In our murine model (Cho, 2019), we study latent sensitization of the eye after injuring the
cornea with an alkali solution. We find that pain behavior (quantified by the number of eye
wipes in thirty seconds after the topical administration of 2M NaCl to the corneal surface)
peaks at day 10 post injury and returns to baseline by day 14 post injury (figure 3.1; next
page). Topical administration of naloxone (100uM, one drop), reinstated peak pain behavior 16
weeks after initial corneal surface injury (figure 3.2; next page).
We hypothesize that our patient population with monocular trauma and dry eye symptoms mirrors
our murine model. The monocular trauma represents the initial corneal surface injury, and the
dry eye symptoms represent the breakthrough pain. It is important to note that in other
models of latent sensitization, peak pain responses can be reinstated by stressors other than
opioid antagonism. Specifically, novel environment stressors and forced swims reproduce peak
pain behavior experienced in the hyperalgesic phase. In a similar way, our patient population
endorses exacerbation of dry eye symptoms in the setting of stress, sleep, and environmental
changes.
Our study aims to differentiate dry eye disease from ocular neuropathic pain by testing the
latent sensitization model in the human eye.
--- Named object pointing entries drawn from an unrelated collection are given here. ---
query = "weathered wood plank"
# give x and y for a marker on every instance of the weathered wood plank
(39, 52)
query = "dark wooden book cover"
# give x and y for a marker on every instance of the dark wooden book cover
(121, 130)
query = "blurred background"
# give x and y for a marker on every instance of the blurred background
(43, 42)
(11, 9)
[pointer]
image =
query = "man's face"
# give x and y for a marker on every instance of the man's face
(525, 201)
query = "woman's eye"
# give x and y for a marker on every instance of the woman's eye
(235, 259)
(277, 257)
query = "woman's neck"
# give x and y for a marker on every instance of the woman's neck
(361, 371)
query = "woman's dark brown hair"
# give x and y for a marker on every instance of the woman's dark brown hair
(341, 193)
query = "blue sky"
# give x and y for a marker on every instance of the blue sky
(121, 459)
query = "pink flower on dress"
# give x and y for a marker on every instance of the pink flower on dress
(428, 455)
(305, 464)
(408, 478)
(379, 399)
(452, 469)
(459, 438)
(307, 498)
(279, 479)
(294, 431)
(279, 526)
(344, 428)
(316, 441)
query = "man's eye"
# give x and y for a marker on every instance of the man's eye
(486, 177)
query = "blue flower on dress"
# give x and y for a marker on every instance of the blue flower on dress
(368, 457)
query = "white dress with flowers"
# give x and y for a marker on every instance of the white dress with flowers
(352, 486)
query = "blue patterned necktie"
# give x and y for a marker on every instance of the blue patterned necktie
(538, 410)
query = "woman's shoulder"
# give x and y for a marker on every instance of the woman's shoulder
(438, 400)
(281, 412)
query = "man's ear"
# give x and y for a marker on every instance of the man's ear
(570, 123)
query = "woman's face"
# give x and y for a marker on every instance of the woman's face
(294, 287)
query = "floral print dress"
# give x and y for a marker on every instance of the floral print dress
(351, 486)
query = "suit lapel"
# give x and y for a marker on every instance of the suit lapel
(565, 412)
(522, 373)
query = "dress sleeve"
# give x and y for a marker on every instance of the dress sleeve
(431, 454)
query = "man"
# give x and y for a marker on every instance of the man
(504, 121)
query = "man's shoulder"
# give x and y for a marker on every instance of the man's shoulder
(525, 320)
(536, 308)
Given that there is good data to suggest chronic
pain states, including our ocular model, can be masked by upregulation of the mu-opioid
receptor signaling pathway, we hypothesize that our naloxone hydrochloride drop will induce a
hyperalgesic response to hypertonic saline in a population with dry eye diagnosis and
monocular trauma. We believe a topical naloxone ophthalmic drop is a potentially easy, cheap,
and safe diagnostic tool for ocular neuropathic pain.